Image Stack¶
Class: ImageStackBlockV1
Source: inference.core.workflows.core_steps.fusion.image_stack.v1.ImageStackBlockV1
Accumulate compressed video frames into a fixed-size stack, returning the most recent N frames as JPEG-encoded binary blobs. Designed for shared-hosting safety: frames are always JPEG-compressed and downsampled to fit within resolution limits, preventing out-of-memory conditions.
How This Block Works¶
- Receives a video frame (WorkflowImageData) each workflow cycle.

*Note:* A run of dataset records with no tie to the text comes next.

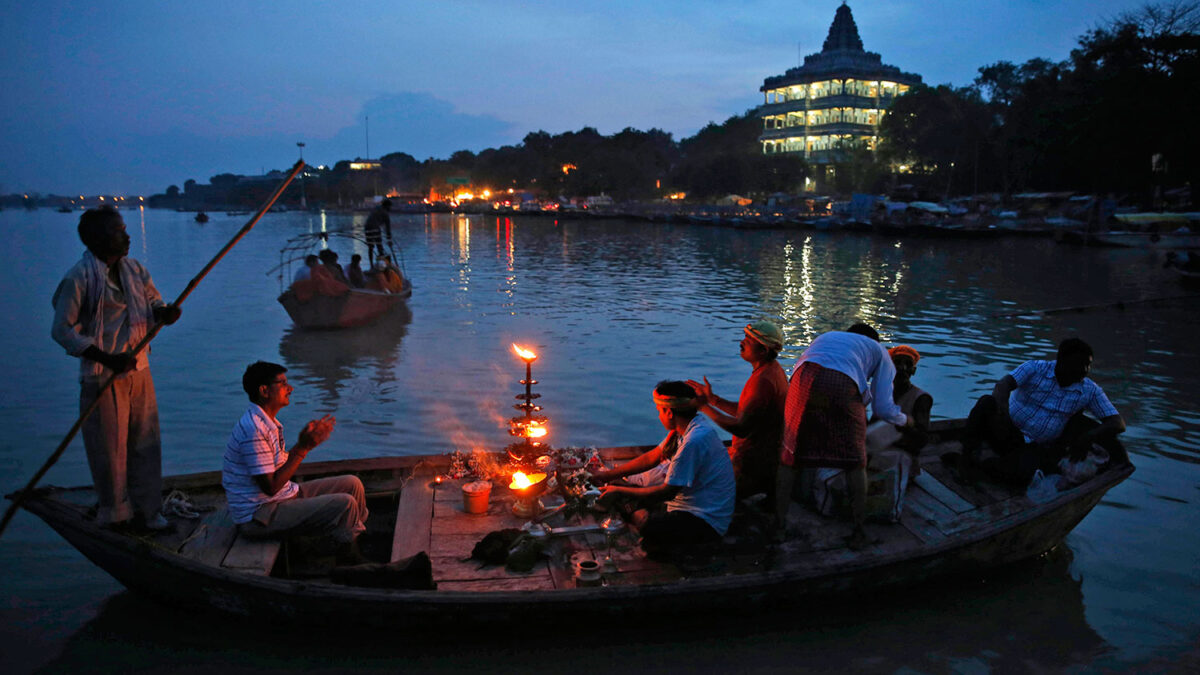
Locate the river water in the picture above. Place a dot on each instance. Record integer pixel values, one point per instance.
(612, 308)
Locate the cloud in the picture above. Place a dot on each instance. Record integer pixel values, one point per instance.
(418, 124)
(65, 157)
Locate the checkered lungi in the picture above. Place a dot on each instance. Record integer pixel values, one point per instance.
(825, 422)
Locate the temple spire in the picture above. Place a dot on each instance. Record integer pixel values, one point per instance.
(843, 34)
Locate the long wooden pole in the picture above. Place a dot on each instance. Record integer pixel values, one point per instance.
(1120, 304)
(19, 497)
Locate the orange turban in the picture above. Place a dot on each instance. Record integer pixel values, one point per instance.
(905, 351)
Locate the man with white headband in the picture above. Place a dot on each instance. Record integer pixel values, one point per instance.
(756, 417)
(699, 489)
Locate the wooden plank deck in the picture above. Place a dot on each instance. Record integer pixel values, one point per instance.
(216, 542)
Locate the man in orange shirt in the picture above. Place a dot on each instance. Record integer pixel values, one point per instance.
(756, 417)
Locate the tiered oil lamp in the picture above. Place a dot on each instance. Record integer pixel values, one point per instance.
(527, 489)
(527, 425)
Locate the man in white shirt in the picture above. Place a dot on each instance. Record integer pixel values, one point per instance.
(257, 471)
(103, 308)
(699, 489)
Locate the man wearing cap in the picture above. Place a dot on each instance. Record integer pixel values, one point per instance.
(825, 422)
(756, 417)
(699, 489)
(1035, 417)
(103, 308)
(913, 401)
(377, 223)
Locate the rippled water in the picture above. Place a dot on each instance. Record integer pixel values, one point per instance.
(611, 308)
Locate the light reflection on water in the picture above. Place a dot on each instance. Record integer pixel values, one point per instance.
(613, 306)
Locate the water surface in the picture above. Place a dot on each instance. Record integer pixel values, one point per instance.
(612, 308)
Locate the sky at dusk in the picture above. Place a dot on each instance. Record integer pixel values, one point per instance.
(130, 97)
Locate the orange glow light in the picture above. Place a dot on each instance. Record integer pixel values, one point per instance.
(526, 354)
(521, 482)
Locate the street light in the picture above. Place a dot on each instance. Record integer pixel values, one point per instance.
(303, 204)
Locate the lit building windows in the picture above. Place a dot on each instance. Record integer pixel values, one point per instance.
(837, 97)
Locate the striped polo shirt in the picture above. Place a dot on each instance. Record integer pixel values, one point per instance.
(1039, 407)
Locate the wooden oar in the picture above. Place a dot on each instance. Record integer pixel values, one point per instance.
(18, 497)
(1120, 304)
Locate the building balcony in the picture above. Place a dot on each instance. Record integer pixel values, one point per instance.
(833, 129)
(822, 102)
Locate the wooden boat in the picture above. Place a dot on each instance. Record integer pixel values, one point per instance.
(946, 529)
(1145, 239)
(357, 308)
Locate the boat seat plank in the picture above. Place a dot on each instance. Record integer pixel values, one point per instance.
(450, 568)
(922, 505)
(977, 495)
(414, 515)
(252, 556)
(987, 515)
(532, 583)
(941, 493)
(211, 538)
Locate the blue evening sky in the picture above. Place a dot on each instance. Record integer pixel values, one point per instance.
(132, 96)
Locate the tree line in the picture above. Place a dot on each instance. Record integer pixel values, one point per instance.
(1115, 117)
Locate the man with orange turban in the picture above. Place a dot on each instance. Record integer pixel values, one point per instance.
(756, 417)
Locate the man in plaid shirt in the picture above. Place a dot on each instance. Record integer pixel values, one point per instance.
(1035, 417)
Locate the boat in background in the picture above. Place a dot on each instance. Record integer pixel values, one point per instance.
(946, 527)
(315, 306)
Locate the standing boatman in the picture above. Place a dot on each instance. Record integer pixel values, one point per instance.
(377, 222)
(756, 417)
(102, 309)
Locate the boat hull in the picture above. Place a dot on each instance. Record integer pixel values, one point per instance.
(359, 306)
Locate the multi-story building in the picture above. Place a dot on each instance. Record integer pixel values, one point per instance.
(835, 99)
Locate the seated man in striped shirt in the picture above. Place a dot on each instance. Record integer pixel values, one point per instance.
(1035, 417)
(257, 472)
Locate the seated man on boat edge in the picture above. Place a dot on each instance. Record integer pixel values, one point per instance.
(826, 417)
(1035, 417)
(756, 417)
(257, 470)
(699, 490)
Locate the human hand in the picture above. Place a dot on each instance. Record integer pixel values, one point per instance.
(610, 491)
(317, 431)
(167, 315)
(120, 363)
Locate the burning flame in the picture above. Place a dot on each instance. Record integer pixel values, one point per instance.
(520, 481)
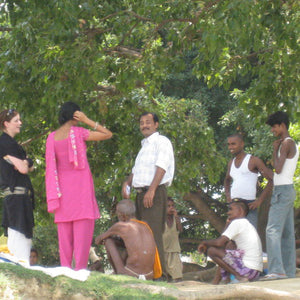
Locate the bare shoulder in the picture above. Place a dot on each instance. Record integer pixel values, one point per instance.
(255, 163)
(289, 146)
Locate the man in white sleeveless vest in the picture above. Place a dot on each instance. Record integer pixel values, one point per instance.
(280, 234)
(242, 176)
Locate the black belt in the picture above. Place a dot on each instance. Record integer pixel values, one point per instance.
(144, 189)
(18, 190)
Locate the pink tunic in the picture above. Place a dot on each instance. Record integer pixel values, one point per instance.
(77, 195)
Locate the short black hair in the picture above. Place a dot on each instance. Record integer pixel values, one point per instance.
(279, 117)
(237, 135)
(154, 115)
(241, 203)
(35, 251)
(67, 111)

- Downsamples the frame if it exceeds the configured resolution limits (default 1920x1080), preserving aspect ratio.
- JPEG-encodes the frame at quality 75 and stores the resulting bytes.
- Maintains a per-camera FIFO buffer (deque) of up to
stack_sizecompressed frames. When the buffer is full the oldest frame is automatically evicted. - If
stack_sizechanges between calls (e.g. via a dynamic selector), the buffer is resized and existing frames are preserved up to the new limit. - If the
clearinput is True the buffer is flushed before the current frame is added. - Outputs the list of JPEG byte blobs (newest first) and the current frame count.
Common Use Cases¶
- Action / activity recognition: accumulate a clip of N frames and pass them to a vision-language model (e.g. Google Gemini, Qwen) that can reason over multiple images to classify actions, detect events, or describe what is happening in a scene.
- Time-lapse snapshots: collect the last N frames for periodic visual comparison.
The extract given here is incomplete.